College and Debt

WITH tuitions climbing and family incomes leveling off, college students and their parents face mounting debt loads. Last year they borrowed $23.1 billion, almost three times as much as a decade earlier. Now Congress is about to tighten the valve on federal student loans as part of its push to balance the federal budget in seven years.

Are college doors swinging shut on millions of low- and moderate-income Americans?

Probably not, for two reasons. First, a college education has become indispensable to such a wide swath of Americans that they'll find a way to finance it, even if it means major sacrifices in other areas of life. Second, colleges and universities have proven adept at rejuggling their financial resources to accommodate students who can't pay full fare, and a cut in federal monies should spur more financial adaptation.

That said, the pending congressional action - which could draw a presidential veto - would have an impact on students, parents, and schools.
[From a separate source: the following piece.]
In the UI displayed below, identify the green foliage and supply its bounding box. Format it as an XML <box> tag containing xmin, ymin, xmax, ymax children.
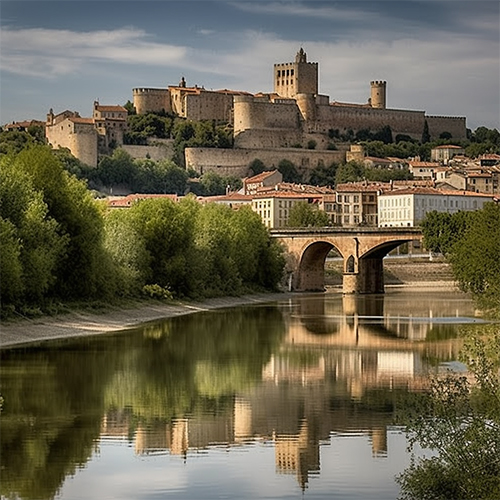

It appears that much of the $10 billion that Republicans hope to take out of the $25 billion-a-year student loan program over the next seven years will come from the removal of interest exemptions for graduates and undergraduates and from upward adjustment of interest-rate caps. That would mean, at the least, adding more heft to the debt burden.

It could also cause some students to reconsider plans to extend their educations. Many such students would be from poorer families that have only recently seen college as an option, largely because of government aid. Should this become a sizable trend, concerns about a drooping level of education among Americans, and hence drooping international competitiveness, could deepen.

The college debt situation calls for action. But the response has to extend beyond the halls of Congress, which should carefully weigh the long-term effects of sharply cutting student aid.

Colleges and universities, too, have a responsibility to ferret out inefficiencies in their operations, review staffing and tenure policies, and slow or even reverse rises in costs and tuitions. Universities should continue their efforts to extend their reach, and hold down costs for students, by opening urban branches. States should reassess their higher-education spending and see how they might pick up some of the aid. Businesses can do more to fund scholarship programs.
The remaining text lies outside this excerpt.